Eckler’s national compensation practice leader Anand Parsan said salary planning for 2023 has been rife with complexity.

The survey results also show that Canadian organizations are planning to use compensation as a key part of their talent management strategy, with just 1% of organizations reporting a planned salary freeze for 2023. Additionally, 44% of organizations remain undecided about salary budgets for 2023.

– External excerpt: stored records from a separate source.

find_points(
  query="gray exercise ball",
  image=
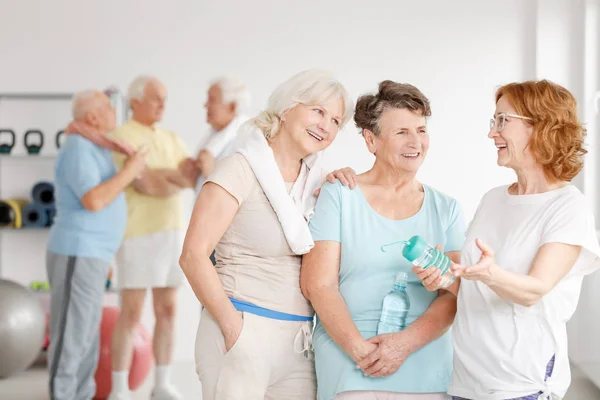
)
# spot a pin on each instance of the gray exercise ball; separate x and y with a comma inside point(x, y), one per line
point(22, 328)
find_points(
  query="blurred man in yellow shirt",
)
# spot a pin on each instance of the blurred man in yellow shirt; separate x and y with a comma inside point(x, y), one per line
point(149, 255)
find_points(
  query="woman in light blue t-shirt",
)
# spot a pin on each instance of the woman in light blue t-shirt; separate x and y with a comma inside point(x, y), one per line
point(346, 276)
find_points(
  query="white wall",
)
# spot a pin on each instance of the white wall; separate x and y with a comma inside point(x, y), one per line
point(456, 52)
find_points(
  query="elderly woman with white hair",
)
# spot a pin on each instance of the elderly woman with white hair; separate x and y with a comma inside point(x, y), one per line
point(226, 106)
point(254, 333)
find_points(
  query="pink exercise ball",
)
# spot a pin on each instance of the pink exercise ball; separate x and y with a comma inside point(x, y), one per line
point(141, 362)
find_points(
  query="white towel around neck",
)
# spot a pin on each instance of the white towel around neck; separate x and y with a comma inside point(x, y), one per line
point(293, 209)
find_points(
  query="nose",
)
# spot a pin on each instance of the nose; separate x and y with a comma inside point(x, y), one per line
point(412, 139)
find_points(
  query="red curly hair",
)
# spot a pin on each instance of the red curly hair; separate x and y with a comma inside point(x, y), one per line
point(558, 136)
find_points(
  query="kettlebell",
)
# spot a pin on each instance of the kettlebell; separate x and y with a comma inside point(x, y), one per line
point(5, 148)
point(33, 148)
point(58, 136)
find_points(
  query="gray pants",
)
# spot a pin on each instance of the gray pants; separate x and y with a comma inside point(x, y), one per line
point(77, 288)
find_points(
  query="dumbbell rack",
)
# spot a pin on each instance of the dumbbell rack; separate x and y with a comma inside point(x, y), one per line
point(44, 165)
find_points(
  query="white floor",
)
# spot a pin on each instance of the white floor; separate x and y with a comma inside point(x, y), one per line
point(32, 385)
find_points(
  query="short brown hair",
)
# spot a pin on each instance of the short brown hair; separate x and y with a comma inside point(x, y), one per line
point(558, 136)
point(391, 94)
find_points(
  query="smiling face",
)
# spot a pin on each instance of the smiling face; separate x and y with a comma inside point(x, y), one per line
point(513, 139)
point(313, 127)
point(402, 142)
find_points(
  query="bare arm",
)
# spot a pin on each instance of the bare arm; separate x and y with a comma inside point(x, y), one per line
point(319, 283)
point(105, 193)
point(551, 264)
point(158, 183)
point(213, 213)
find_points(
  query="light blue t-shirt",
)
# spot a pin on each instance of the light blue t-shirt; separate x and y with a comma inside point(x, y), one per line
point(80, 166)
point(367, 274)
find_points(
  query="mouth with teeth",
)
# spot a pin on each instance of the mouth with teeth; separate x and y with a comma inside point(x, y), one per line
point(314, 135)
point(411, 156)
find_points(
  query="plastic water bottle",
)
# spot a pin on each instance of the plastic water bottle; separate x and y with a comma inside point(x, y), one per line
point(422, 254)
point(395, 307)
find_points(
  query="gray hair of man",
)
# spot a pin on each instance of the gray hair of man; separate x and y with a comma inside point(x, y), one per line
point(309, 87)
point(233, 91)
point(84, 102)
point(138, 86)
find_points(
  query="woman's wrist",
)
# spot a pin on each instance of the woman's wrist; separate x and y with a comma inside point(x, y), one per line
point(493, 278)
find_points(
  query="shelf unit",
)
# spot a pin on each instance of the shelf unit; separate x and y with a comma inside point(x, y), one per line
point(42, 163)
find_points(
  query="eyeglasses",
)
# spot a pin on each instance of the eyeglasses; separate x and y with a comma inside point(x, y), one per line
point(500, 120)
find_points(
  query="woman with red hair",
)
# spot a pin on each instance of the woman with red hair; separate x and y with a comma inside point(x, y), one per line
point(525, 254)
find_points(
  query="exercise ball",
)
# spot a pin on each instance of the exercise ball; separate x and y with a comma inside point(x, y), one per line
point(22, 328)
point(141, 362)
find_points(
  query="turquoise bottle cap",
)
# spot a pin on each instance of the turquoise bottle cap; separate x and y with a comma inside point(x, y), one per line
point(401, 277)
point(414, 248)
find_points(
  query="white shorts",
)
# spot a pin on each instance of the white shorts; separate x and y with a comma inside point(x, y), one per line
point(150, 261)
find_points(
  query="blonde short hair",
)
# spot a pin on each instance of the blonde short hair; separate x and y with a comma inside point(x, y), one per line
point(308, 87)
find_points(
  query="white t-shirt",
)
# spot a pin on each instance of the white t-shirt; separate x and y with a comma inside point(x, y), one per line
point(220, 144)
point(501, 349)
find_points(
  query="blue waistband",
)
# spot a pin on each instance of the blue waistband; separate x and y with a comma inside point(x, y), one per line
point(265, 312)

Meanwhile, new research from talent solutions and business consulting firm Robert Half found that salary remains top of mind for Canadian workers, with 57% of professionals saying they feel underpaid. Other highlights from the report include:

  • 34% of workers plan to ask for a raise by the end of 2022 if they don’t get one or the amount is lower than expected
  • 37% of workers would consider changing jobs for a 10% increase in pay
  • 47% of professionals are more likely to request a higher starting salary today compared to 12 months ago
  • Employers are stepping up in order to win over talent, with 42% offering higher starting salaries.
  • 79% of managers who increased base compensation for new hires in the past year have also made pay adjustments for current staff.

Elizabeth English, a principal at Mercer Canada, pointed out that while compensation budgets were much higher than in recent years, planned increases will still fall short of year-over-year inflation, which reached a 40-year high of 8.1% in June. “Historically, companies have often relied on the competition for talent, not inflation, in shaping their compensation strategies. But because of inflation, we found that 34% of businesses are considering ad-hoc, off-cycle wage reviews to combat turnover, compared to 19% in March, 2022, in our last survey,” she said.